Teaching kids three languages at once is a bit unpredictable at times but really fun. It requires almost no extra effort and it’s exactly as many say, a gift for life. Languages are becoming more important today because of easy and cheap traveling, multicultural relationships, and global workplaces. If you speak more than one language in the family, regardless of what it is, give this gift to your child. It’s something extremely useful which will be learned during the toddler years and most likely never be forgotten.

5 beefs about Raising Tri-Lingual Children

  1. Great post on an always interesting subject:) We’ve communicated before about some of these issues, and I’ve got to ask-have you two succeeded in finding any better Spanish books for the kids? We’re still struggling on that one, finding mostly translations of classic English books, but nothing specific to C.A. culture and traditions.

    Anyhowsie, take heart. I’m quite sure you are not *really* disgusting.


  2. What a blessing for your kids! I only wish that we could do that. But, unfortunately, neither my husband or I speak another language. I hope that my daughter learns in school. If not, we have talked about special classes to learn Spanish. It’s so important today, because the world is so large, and we are such a small part of it.


  3. One thing I noticed about children who grew up learning different languages early, is that they mastered them perfectly both in talking and understanding, but that later on when they went to school, writing was a huge problem. They had problems with both grammar and spelling. Nevertheless, mastering more than one language is a huge asset.


  4. “Americans always point out how great this will be for high school grades, the awesome scholarships we will get, and how Yale must be knocking on our doors.”

    This made me laugh. We Americans are such grade-grubbers.

    Interesting post. I’m sure your kids’ lives will be enriched by knowing so many languages.

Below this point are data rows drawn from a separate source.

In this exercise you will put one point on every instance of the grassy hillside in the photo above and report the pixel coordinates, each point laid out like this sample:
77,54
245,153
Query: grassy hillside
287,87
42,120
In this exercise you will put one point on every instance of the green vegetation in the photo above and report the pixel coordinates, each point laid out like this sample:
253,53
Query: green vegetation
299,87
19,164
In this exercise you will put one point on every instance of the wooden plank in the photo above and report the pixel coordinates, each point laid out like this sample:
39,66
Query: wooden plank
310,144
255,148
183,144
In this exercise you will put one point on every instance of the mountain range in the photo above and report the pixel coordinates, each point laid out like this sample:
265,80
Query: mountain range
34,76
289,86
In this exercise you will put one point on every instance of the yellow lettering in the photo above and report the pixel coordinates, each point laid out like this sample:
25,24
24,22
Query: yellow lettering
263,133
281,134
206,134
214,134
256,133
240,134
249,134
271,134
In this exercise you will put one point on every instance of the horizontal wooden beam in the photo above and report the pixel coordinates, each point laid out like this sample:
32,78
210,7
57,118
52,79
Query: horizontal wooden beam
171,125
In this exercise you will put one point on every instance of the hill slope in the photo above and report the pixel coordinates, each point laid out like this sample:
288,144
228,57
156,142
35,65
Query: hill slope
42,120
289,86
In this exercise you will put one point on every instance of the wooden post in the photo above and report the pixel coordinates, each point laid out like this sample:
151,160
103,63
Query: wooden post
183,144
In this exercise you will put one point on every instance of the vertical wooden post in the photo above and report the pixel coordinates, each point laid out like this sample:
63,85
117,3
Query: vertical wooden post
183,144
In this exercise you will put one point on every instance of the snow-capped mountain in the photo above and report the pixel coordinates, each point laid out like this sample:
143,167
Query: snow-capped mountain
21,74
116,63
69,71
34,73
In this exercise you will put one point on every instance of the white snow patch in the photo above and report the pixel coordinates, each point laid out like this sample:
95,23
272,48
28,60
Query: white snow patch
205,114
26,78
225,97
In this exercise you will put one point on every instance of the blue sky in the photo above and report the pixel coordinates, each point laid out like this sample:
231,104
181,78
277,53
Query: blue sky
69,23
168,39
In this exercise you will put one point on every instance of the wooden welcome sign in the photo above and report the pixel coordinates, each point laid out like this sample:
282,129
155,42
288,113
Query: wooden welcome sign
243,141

  5. I just started the adventure of bringing up my daughter trilingually and I am really thankful for adventuredads blogs and all the other interesting contributions. They very much encouraged me and gave me valuable insights.
    My daughter Scarlett was born in January 2008. I am German mothertongue, my partner is Italian, we live in Italy and we speak mainly English between the two of us (sometimes we also spoke Italian). Our plan is that I only speak German, my partner Italian and the two of us English amongst each other. There is also the English grandmother of my partner living in our city and she is supposed to speak English (My partner is half Italian, half English, but Italian is her preferred language).
    Our daughter is only two weeks old, so I suppose it is not yet so important to be very strict about separating languages. I read somewhere that children start distinguishing different grammatical patterns only after six month, but then I suppose exposure to different sounds is important much earlier, although I do not know whether it matters who says those sounds.
    Anyway, we wanted to get used to applying our language scheme straight away, but found it quite difficult at the start. The first week we had the Italian grandfather around, so both me and the English grandma spoke mainly Italian (the English grandmother lived in Italy for more than 30 years, so she speaks perfect Italian as well). Then we had the German grandparents who spoke German to the child and English and Italian to my partner. I must say that we all ended up all quite confused and started to mix languages ourselves. I found that sometimes I speak Italian or English to my daughter without noticing it. I hope it just needs training and a bit of concentration to overcome this problem.

    I would be delighted to find more updates on this blog and have the chance to discuss problems.